The Eagle has wings. They will announce it as they come around the moon.

  Yet there has been an error in all this work. They have performed the checklist to perfection, they have made no mistakes. Still, a mistake is now buried in the bowels of the computer. It is waiting to be discovered that the checklist, finest product of some of the finest engineers in the land, has an undetectable error which like a disease will come roaring up out of the computer in the next couple of hours as they fire their motor to descend to the moon. The Eagle has a computer pregnant with alarm.

  There is no way to avoid the difficulty. We must dip into a disquisition on the property of computers, or we will comprehend nothing of the melodrama which follows.

  IV

  Consider a list which includes the discovery of the wheel, the extraction of iron from earth, the invention of gunpowder and the printing press, the steam engine, the power loom, the electric generator and the internal combustion engine. The names of Christ, Mohammed and Buddha; of Augustine and Luther; Darwin, Marx and Freud.

  We may as well recognize what is common; it is the power of the man or of the invention to create other inventions, other styles of life, not even conceived in the origin. So a history of cultural revolutions could also include paper money, tobacco, and the manufacture of an inexpensive mirror since each of these was also a vehicle to enable man to become the instrument of his own will.

  Now, the digital computer had become one more revolution in the history of culture.
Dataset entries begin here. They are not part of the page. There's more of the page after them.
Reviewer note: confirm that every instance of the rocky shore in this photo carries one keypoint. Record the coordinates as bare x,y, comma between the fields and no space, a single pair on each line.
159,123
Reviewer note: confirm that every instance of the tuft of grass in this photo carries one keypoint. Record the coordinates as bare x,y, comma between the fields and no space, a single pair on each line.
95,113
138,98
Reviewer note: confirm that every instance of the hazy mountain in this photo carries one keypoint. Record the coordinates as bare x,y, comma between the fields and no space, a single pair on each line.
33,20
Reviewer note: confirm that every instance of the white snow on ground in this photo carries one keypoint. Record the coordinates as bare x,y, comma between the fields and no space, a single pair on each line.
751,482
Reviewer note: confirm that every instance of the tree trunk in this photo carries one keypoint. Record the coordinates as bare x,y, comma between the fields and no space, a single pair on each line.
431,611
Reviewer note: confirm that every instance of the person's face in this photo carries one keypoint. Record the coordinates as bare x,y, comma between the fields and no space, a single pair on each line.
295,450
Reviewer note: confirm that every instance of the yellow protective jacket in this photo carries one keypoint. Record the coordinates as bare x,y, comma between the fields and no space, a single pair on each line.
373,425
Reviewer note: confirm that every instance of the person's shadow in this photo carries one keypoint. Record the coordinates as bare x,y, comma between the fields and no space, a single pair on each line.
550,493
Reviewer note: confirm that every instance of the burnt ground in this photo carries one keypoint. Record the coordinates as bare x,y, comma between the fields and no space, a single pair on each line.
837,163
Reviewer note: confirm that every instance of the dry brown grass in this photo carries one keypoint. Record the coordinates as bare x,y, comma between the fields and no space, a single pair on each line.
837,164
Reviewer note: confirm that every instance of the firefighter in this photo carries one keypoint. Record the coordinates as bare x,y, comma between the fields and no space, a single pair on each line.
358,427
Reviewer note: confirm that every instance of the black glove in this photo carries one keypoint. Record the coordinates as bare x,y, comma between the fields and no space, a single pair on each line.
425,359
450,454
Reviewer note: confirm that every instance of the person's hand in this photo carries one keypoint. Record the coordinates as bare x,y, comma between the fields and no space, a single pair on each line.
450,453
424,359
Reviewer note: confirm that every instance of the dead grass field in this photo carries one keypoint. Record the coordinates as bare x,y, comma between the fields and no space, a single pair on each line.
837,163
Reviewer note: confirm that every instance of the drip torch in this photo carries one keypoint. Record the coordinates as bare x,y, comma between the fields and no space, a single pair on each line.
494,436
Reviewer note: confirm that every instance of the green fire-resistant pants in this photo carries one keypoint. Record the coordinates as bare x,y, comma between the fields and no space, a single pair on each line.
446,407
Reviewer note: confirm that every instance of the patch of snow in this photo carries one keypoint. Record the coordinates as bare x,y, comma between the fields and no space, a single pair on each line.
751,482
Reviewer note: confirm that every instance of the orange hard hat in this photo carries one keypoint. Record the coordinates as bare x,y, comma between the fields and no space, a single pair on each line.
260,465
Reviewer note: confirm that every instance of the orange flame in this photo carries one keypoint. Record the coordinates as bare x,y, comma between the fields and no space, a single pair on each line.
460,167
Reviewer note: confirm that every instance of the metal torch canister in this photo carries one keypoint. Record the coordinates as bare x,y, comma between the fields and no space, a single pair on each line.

Unlike the automobile or the airplane, however, the digital computer was not a machine which would force men to think in new ways about the environment, it was rather an electronic mode of calculating which might yet change the nature of thought itself: the digital computer had the power to run man’s mind through an accelerator which could catapult him out to the universe or explode the remains of his mind on earth; perhaps for this reason, Aquarius could never pass through a room containing a bank of computers without a moment of woe, as if he had just walked through an amphitheater where some species of higher tapeworm was quietly ingesting the vitals of God.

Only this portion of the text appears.